INSOMNIAEnt.id – Belakangan ini para musisi di tanah air mulai was-was. Soalnya wakil kita di Senayan lagi membahas Rancangan Undang-Undang (RUU) Permusikan yang dianggap justru mengancam kebebasan berekspresi para musisi.
Persoalannya, ada dalam Pasal 5 jo Pasal 50 RUU Permusikan yang beberapa isinya menerangkan bahwa dalam melakukan proses kreasi, setiap orang dilarang; mendorong khalayak umum melakukan kekerasan dan perjudian serta penyalahgunaan narkotika, psikotropika, dan zat adiktif lainnya; memuat konten pornografi, kekerasan seksual, dan eksploitasi anak; serta merendahkan harkat dan martabat manusia.
Sejumlah poin yang ada dalam pasal itu pun menimbulkan polemik karena dianggap ambigu dan cenderung mengarah pada “pasal karet” karena bisa mengandung interpretasi yang berbeda-beda. Sehingga adanya potensi ancaman pidana bagi para pelaku musik atau musisi itu sendiri.
Seperti yang dikutip dari laman hukumonline.com, draft RUU ini pun mendapat sorotan tajam dari para pelaku industri musik di Indonesia.
Penggagas Konferensi Musik Indonesia (KAMI) Glenn Fredly menilai ada pasal dalam RUU Permusikan yang justru mengancam para musisi ketika berkreativitas dalam bermusik. Padahal, bermusik itu menuangkan rasa dan ide dalam bentuk lirik dan irama secara bebas. Seharusnya kreativitas bagi musisi tak dapat dibatasi dengan aturan yang justru mengekang imajinasinya.
“Sejumlah pasal dalam naskah RUU Permusikan pun berpotensi membelenggu musisi dalam berkarya,” ujar Glenn dalam keterangannya, Selasa (29/1/2019).
Glenn mengungkapkan larangan dan ancaman pidana bagi musisi tertuang dalam Pasal 5 jo Pasal 50 RUU Permusikan.
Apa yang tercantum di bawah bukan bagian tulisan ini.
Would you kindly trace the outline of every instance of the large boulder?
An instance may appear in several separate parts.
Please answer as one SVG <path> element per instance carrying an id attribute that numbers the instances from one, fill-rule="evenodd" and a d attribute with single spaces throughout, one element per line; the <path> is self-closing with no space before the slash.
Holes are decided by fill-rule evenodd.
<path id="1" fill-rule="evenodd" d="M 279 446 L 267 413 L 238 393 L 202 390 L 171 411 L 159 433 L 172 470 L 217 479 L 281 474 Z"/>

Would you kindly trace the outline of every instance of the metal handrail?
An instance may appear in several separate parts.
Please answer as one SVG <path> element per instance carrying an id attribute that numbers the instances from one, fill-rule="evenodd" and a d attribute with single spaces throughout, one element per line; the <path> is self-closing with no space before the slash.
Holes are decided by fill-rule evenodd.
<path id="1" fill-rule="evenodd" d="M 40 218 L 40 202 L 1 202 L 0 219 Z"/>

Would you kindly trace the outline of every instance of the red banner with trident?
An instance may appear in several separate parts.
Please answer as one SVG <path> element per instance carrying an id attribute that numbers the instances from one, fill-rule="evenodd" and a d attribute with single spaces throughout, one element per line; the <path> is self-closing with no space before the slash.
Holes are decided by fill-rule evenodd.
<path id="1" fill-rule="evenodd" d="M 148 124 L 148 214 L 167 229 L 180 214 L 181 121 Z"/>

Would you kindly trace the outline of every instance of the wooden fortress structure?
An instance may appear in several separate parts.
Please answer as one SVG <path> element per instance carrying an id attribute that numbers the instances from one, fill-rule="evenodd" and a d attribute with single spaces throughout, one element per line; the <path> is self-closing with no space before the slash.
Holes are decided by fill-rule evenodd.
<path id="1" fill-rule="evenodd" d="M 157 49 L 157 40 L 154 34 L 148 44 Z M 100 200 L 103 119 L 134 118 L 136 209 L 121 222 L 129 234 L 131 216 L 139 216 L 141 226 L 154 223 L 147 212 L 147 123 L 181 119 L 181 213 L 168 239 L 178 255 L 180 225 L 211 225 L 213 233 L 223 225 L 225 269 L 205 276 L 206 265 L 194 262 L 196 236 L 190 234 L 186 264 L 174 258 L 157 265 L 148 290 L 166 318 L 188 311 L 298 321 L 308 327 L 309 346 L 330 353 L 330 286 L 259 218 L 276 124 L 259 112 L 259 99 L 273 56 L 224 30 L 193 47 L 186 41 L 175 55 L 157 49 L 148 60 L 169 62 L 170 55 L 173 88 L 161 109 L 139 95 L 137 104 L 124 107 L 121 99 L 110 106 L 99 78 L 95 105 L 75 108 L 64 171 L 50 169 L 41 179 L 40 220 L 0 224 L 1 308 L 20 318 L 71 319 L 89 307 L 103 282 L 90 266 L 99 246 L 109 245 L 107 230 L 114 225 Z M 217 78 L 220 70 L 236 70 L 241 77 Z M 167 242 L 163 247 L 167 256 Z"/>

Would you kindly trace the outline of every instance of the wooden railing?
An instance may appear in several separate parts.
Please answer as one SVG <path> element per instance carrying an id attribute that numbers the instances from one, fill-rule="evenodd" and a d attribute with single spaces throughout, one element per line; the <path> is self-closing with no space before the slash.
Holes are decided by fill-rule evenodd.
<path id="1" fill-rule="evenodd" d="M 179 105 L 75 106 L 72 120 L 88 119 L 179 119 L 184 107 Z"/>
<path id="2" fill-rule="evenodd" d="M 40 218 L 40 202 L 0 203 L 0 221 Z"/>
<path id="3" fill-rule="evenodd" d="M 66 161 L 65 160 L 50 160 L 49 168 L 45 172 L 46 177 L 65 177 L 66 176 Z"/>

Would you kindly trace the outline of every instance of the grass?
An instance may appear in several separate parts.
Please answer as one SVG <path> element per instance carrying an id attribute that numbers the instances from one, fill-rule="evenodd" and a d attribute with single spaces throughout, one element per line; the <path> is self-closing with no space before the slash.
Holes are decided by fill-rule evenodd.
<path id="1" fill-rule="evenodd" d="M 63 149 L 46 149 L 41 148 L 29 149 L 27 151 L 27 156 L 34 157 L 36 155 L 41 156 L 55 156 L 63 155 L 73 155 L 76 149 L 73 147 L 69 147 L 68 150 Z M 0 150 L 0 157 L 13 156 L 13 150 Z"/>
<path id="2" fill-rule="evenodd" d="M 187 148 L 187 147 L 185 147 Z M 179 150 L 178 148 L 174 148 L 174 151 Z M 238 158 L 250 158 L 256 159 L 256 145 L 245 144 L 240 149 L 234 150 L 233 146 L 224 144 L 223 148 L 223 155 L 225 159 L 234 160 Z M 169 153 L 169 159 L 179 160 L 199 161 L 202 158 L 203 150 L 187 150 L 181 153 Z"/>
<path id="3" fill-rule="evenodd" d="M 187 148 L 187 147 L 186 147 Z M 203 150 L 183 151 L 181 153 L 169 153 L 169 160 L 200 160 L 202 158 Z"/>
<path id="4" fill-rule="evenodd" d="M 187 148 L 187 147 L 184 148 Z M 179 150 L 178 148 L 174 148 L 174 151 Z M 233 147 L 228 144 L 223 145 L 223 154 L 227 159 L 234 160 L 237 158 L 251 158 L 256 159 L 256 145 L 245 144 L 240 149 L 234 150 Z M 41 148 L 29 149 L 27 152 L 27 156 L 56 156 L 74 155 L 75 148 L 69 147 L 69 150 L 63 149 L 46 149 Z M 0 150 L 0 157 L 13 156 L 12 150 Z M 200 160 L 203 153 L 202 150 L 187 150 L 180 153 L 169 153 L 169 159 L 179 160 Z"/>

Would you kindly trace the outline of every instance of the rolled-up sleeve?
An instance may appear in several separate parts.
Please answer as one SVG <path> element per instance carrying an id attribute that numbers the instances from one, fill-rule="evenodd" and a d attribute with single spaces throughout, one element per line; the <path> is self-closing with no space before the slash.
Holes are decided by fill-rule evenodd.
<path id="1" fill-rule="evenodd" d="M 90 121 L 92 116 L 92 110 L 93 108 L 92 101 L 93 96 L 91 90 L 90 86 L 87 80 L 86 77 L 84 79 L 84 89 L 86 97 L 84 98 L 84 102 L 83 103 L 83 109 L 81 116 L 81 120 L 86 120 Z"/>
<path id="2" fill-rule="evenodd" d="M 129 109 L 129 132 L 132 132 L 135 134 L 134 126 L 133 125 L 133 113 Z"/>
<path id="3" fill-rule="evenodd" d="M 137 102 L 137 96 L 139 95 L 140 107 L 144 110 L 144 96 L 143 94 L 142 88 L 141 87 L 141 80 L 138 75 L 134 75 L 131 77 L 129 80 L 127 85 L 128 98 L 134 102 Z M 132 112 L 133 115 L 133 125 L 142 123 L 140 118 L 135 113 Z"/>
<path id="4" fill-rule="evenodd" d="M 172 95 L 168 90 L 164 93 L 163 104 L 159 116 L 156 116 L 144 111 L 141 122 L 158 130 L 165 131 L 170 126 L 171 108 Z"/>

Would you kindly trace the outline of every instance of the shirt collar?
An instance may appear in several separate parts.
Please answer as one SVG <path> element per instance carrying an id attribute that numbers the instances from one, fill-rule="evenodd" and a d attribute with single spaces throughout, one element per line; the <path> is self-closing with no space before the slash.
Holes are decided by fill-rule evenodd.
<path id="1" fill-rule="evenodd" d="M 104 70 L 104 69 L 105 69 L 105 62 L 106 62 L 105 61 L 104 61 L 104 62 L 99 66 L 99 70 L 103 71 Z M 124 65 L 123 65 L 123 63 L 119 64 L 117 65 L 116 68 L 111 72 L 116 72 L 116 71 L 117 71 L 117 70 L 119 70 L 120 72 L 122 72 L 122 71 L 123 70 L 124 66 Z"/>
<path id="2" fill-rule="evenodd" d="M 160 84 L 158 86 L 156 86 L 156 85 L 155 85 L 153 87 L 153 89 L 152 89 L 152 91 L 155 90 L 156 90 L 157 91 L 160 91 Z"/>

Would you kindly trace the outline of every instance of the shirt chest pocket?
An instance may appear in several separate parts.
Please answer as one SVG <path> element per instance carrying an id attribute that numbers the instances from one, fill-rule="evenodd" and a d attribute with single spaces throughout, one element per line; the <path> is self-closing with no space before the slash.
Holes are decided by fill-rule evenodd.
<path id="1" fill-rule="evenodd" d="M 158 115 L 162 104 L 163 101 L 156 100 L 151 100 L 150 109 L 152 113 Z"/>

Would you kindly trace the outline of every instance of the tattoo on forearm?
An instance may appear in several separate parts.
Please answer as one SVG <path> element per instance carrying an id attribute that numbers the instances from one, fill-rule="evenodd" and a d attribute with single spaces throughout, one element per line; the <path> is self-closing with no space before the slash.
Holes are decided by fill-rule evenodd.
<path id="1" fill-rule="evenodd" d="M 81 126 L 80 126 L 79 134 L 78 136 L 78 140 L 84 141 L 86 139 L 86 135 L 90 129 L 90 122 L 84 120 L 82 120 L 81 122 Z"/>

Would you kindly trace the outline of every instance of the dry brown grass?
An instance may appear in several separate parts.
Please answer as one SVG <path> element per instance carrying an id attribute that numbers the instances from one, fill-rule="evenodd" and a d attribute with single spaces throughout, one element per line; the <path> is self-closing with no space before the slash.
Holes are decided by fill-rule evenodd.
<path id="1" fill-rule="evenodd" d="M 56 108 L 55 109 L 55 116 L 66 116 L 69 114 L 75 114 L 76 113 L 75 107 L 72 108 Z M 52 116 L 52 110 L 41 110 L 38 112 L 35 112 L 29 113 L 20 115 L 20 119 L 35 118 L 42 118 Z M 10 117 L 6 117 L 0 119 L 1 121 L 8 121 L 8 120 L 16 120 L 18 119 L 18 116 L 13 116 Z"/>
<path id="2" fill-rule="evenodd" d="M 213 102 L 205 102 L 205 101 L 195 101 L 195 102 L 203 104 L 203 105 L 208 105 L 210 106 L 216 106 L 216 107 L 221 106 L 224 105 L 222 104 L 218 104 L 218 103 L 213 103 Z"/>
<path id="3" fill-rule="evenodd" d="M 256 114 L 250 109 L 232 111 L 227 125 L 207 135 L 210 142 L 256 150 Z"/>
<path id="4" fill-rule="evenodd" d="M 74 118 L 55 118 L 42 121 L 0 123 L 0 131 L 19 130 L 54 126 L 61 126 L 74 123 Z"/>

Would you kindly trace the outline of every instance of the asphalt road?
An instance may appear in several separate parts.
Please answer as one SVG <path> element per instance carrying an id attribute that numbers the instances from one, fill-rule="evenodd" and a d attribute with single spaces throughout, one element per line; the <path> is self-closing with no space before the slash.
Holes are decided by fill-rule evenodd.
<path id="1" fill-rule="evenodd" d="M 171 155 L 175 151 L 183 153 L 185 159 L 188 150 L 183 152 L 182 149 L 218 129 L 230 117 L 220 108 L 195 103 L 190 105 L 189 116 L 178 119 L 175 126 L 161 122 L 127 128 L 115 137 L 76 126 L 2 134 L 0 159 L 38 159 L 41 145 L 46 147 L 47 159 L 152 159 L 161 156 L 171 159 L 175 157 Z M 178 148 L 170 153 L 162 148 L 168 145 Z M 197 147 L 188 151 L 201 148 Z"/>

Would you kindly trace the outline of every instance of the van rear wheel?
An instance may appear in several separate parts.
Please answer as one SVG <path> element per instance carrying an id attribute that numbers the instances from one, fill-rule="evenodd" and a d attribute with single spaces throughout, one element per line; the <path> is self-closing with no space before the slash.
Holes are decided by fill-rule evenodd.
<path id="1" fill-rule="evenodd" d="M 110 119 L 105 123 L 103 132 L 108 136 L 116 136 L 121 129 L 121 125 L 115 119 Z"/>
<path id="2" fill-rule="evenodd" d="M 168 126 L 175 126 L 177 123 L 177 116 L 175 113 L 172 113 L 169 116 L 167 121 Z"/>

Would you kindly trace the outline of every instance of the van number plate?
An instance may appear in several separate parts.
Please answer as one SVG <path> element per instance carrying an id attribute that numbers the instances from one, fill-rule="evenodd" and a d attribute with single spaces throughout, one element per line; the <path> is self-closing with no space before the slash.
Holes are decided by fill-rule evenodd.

Padahal, tak tertutup kemungkinan hasil karya musisi dapat disalahgunakan pihak-pihak yang berkepentingan termasuk penguasa untuk membungkam kebebasan berekspresi sang musisi. “Karenanya, pasal itu perlu dilakukan perbaikan yang isinya tidak mengancam pidana bagi para pelaku musik berkreasi,” pintanya.
Senada, Peneliti Koalisi Seni Indonesia (KSI) Hafez Gumay menilai adanya Pasal 5 RUU Permusikan menjadi ancaman bagi para musisi yang penerapannya rentan disalahgunakan. Baginya, keberadaan Pasal 5 RUU Permusikan warning keras bagi para musisi ketika membuat karya musik agar tidak menerobos batas-batas yang digariskan ketika UU ini berlaku nantinya.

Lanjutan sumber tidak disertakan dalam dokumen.